Byron got to all fours, head hanging down like a tired horse. I could see down the line of his body, and he looked tired, spent. "I can't feel my legs below my knees, so I'm as far up as I'm getting for awhile. Sorry, luv."
His getting up even that far left me suddenly na**d from the waist down, or as na**d as mattered to me. I never felt dressed in just thigh-highs and boots, and still wearing the shirt complete with gun didn't matter either. My skirt was up so high that the front of me was totally exposed, and for me, that was naked. I know, I know, how middle-America, how small town. But truth is truth. If you gave me a choice of covering anything, that would be it.

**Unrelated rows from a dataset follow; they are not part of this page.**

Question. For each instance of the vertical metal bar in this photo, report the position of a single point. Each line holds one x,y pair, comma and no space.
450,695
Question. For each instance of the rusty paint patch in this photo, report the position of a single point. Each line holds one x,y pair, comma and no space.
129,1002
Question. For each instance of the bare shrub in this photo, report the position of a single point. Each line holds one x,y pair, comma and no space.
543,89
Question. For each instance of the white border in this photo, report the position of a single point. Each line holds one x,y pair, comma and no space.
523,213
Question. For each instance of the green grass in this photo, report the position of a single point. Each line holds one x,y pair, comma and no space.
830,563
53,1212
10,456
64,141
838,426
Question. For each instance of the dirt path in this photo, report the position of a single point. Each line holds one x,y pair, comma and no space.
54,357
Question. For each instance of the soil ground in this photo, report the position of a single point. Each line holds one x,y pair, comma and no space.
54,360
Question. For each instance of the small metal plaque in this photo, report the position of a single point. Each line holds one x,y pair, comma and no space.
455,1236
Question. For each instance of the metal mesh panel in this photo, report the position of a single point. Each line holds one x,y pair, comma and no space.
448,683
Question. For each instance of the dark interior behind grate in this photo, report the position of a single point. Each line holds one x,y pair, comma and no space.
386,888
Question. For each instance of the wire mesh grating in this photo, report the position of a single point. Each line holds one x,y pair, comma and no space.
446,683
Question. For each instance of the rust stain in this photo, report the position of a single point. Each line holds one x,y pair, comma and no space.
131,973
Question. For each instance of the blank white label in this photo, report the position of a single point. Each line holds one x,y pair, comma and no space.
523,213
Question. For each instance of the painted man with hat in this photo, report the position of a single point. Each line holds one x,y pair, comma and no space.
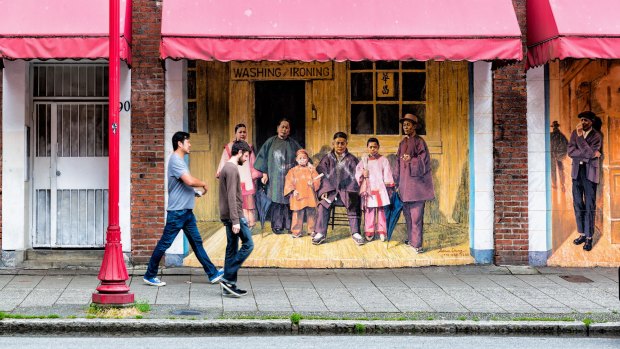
414,178
584,147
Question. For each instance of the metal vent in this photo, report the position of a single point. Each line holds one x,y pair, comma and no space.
576,278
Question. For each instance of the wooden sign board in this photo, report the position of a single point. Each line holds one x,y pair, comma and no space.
252,71
385,85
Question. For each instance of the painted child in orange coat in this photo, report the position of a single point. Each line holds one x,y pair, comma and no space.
301,183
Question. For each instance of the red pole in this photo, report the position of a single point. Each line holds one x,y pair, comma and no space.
113,273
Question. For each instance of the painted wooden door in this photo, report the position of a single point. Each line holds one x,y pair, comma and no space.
613,133
70,176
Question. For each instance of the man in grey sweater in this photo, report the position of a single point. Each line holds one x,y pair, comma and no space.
231,214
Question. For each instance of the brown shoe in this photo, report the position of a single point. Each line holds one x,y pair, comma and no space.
580,240
359,240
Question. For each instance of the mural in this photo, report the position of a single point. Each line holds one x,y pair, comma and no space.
316,110
578,86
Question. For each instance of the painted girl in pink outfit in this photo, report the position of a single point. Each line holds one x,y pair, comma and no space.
374,175
247,173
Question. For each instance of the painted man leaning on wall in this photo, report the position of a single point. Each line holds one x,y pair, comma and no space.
584,148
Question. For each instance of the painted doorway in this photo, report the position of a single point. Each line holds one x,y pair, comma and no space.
70,156
275,100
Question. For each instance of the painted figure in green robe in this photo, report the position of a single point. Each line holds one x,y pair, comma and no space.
274,159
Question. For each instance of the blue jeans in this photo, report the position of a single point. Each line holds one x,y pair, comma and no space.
175,221
235,256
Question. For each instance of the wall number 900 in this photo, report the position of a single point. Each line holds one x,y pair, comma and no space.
125,106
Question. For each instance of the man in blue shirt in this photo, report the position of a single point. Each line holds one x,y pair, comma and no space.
181,199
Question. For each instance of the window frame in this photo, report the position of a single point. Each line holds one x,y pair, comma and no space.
399,72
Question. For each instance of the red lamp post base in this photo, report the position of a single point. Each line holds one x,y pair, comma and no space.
115,299
113,273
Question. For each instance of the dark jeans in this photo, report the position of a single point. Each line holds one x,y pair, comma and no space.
235,256
280,216
175,221
353,214
584,202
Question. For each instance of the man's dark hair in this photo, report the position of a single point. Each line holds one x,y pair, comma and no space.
240,146
587,115
372,140
238,126
282,120
179,137
340,135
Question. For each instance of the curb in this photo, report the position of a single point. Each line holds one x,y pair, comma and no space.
146,327
537,328
109,327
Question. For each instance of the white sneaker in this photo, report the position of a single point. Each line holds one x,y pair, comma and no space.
153,282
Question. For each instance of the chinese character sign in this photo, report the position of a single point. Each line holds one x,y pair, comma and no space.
385,84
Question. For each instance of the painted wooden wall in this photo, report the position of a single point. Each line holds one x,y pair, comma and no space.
230,102
212,126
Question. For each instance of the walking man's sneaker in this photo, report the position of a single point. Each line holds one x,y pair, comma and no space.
231,290
580,240
153,281
217,277
359,240
318,239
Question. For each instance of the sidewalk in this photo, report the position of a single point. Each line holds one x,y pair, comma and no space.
430,293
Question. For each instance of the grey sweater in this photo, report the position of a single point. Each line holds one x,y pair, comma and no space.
231,201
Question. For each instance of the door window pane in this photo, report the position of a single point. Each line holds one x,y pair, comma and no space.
414,86
418,110
361,87
70,80
414,65
362,116
387,119
387,86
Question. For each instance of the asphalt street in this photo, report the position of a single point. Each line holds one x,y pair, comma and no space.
303,342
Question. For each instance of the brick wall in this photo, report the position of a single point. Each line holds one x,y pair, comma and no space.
510,156
147,131
1,70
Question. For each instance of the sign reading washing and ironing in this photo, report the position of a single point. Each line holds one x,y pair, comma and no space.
281,71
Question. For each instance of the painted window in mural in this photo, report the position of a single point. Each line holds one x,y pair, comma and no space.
383,91
192,116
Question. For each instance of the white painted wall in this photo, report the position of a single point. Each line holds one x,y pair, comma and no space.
15,191
483,156
175,97
125,160
537,131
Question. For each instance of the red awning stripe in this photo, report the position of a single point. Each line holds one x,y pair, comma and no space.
323,30
559,29
60,29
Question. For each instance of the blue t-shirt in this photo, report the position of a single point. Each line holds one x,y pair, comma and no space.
180,195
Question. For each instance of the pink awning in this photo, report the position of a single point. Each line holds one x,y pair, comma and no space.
572,28
60,29
324,30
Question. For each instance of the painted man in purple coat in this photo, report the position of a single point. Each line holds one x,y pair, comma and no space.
584,148
414,178
338,187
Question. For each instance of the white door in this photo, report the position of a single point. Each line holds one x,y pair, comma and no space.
70,174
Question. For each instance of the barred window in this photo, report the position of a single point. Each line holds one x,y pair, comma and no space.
192,117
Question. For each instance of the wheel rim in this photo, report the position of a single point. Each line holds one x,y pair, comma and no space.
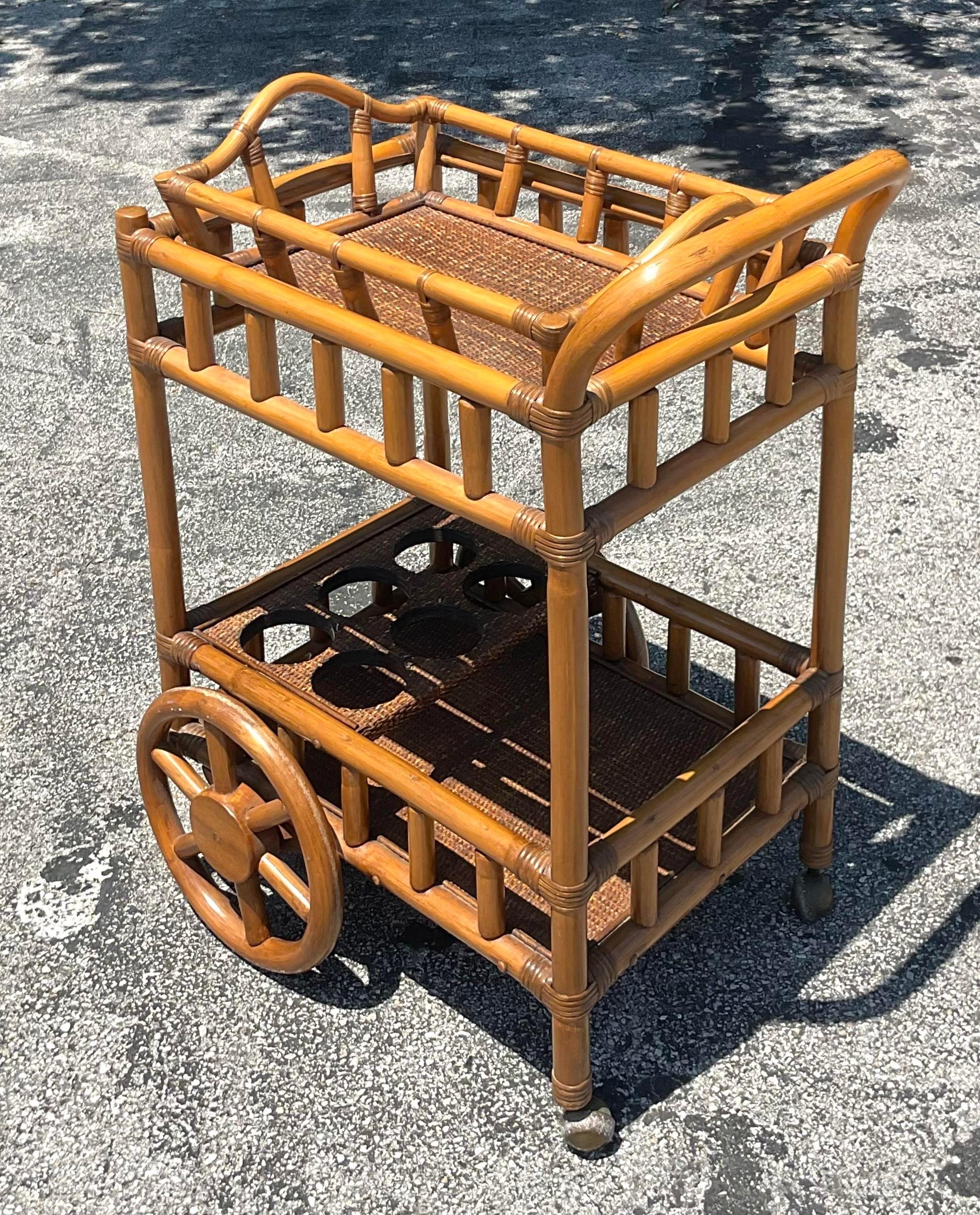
231,828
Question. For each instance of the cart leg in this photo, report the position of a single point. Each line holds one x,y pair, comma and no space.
569,710
813,893
153,440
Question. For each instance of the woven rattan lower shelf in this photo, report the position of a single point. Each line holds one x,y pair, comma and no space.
487,740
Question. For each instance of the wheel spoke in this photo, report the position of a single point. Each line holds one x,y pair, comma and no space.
186,847
282,880
223,760
253,907
179,771
269,814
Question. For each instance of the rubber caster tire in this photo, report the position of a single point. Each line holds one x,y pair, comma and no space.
812,896
590,1129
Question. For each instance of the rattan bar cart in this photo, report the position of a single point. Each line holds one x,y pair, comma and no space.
551,801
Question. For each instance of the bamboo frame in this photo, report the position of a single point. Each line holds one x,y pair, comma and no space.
708,231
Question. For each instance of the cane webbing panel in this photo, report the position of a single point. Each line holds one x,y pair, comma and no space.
546,279
487,739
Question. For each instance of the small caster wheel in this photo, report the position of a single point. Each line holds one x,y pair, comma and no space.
590,1129
813,896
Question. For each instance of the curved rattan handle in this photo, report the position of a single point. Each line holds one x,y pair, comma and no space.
865,187
245,129
701,217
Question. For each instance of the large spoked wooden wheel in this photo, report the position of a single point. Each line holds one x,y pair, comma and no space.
235,833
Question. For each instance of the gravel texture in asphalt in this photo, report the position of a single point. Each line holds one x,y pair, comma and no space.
753,1064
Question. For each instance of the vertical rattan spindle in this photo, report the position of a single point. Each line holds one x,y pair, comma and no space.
273,251
399,416
352,287
264,355
363,191
551,214
355,807
328,383
428,169
711,816
746,687
198,326
779,369
569,712
153,442
641,440
717,418
677,202
678,659
644,880
769,779
439,321
476,449
422,851
616,234
594,192
515,158
486,191
613,626
490,898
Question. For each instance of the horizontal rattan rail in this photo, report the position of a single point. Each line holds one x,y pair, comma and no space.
416,476
786,656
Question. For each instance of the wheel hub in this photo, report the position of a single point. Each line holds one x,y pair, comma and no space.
225,842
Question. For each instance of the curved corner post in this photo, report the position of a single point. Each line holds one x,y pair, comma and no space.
569,706
153,440
830,592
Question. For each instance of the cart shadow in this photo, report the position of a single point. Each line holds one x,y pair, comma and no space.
737,963
710,78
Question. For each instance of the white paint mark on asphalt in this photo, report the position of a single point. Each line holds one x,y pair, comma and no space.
63,904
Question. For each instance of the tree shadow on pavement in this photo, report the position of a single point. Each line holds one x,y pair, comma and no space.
703,77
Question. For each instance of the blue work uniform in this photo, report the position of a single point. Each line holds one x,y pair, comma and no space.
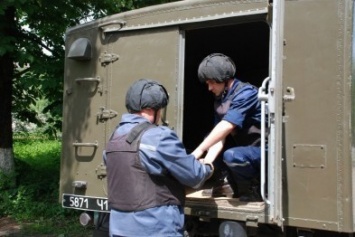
160,151
241,107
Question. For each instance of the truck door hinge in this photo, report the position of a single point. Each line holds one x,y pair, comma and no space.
101,171
107,58
105,114
290,96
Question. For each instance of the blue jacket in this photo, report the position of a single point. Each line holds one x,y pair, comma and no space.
160,151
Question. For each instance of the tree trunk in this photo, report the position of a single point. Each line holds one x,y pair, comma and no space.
6,77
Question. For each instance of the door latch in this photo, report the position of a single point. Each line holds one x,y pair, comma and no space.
105,114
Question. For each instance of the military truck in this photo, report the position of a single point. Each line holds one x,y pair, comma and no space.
300,55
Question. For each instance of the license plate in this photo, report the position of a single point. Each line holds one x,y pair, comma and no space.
85,202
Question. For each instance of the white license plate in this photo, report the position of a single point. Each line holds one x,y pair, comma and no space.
85,202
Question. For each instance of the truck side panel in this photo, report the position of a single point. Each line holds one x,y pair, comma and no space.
317,129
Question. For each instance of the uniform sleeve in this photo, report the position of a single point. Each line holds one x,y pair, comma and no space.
241,106
163,153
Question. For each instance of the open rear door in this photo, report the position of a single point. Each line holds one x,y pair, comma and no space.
272,98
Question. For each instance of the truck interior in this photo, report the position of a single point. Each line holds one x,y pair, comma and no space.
247,43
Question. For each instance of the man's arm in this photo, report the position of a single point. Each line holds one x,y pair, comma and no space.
218,134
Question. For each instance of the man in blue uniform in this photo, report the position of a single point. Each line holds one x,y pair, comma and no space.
238,113
148,168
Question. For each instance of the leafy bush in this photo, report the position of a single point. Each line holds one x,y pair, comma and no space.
35,197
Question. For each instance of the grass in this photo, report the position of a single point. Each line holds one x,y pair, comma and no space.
34,199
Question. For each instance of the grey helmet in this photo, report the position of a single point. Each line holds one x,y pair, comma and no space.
146,93
216,66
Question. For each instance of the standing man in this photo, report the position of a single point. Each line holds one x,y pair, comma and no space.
148,168
237,113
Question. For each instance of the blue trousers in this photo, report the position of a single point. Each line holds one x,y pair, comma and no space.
243,162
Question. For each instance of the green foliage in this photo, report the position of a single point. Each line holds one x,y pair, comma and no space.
35,198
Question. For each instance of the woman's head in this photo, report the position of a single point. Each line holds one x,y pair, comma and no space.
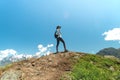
58,27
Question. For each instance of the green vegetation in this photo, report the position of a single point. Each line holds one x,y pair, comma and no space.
93,67
110,51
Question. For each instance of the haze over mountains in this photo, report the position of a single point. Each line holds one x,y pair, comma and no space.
9,55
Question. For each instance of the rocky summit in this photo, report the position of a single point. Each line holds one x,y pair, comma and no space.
50,67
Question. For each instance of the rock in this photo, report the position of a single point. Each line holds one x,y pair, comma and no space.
11,75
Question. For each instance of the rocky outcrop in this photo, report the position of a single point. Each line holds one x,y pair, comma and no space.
50,67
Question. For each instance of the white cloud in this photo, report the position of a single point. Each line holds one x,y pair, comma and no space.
43,50
112,35
13,55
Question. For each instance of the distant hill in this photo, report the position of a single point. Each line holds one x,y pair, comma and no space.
110,51
63,66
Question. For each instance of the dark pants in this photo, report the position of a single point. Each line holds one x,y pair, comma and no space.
58,41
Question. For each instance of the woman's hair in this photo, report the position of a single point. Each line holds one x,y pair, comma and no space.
58,27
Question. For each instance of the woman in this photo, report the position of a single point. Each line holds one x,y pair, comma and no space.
59,39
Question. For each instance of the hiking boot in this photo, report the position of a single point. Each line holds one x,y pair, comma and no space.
66,50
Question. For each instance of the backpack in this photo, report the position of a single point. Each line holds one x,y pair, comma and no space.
55,35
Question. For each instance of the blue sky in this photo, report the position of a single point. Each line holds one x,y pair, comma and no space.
24,24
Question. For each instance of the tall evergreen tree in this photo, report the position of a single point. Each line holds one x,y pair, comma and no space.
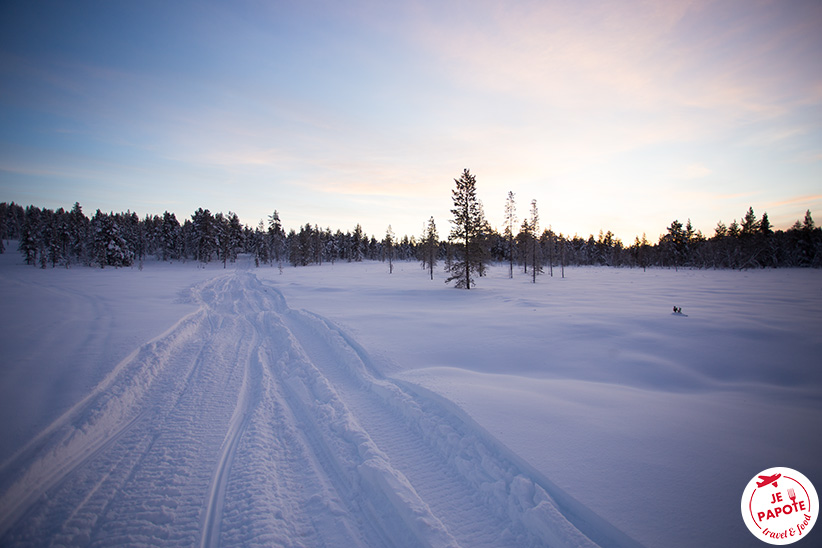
468,232
430,247
534,249
510,222
388,248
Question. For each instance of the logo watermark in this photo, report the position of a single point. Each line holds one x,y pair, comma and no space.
780,506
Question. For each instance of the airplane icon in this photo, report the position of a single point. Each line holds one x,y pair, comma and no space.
766,480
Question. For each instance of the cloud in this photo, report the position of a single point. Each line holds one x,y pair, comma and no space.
694,171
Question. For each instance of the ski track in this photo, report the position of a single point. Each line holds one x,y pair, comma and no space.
251,424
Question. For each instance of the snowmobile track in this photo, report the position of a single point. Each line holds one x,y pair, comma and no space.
248,423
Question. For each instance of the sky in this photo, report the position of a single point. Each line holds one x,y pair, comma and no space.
620,116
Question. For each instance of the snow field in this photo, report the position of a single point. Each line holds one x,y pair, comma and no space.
390,410
249,423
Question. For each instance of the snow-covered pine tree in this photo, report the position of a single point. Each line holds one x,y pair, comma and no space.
276,235
388,248
534,249
430,247
468,230
508,233
203,235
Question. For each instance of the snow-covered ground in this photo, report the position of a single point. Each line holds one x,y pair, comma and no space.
341,405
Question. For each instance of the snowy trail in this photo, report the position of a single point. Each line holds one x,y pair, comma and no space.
248,423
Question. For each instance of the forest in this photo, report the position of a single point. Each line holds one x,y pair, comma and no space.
48,238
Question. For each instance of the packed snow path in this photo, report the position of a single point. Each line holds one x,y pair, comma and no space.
251,424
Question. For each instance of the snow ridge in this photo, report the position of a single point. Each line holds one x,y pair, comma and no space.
248,423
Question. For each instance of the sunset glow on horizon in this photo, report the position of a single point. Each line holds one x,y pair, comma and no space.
613,116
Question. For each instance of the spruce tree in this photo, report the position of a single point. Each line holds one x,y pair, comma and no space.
510,221
534,250
430,247
468,232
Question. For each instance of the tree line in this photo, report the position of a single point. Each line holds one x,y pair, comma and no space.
68,237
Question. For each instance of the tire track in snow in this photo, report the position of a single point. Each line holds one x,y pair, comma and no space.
251,424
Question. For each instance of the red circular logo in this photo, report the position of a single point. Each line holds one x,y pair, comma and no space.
780,506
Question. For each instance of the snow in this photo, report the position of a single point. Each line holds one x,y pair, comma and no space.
343,405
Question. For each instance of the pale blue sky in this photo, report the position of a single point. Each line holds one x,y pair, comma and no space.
613,115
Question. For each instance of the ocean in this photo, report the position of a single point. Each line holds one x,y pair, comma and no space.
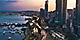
12,19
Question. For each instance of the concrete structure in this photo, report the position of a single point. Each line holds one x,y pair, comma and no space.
46,8
76,23
61,8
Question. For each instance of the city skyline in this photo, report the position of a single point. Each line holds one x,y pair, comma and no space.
31,5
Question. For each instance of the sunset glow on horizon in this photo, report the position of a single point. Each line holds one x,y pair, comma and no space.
34,5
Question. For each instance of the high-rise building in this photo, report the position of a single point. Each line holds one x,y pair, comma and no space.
76,22
61,8
46,8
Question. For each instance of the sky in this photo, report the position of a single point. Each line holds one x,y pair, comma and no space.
23,5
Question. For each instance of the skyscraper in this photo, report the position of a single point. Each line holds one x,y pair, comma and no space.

I tried to pull the skirt down, but I was lying on too much of it. Requiem stood and offered me a hand, but Nathaniel was on the other side, with his hand out. There was a look I couldn't quite read on his face, and this time I fought not to read his mind. I'd had enough surprises for one evening. But I took Nathaniel's hand and not Requiem's.
Nathaniel had to take both my hands to pull me out from under Byron. When he got me standing, my knees wouldn't hold, and he had to catch me around the waist. I looked at Requiem, who had spilled his black cloak around himself. I thought he was insulted, so I said, "Nothing personal, Requiem."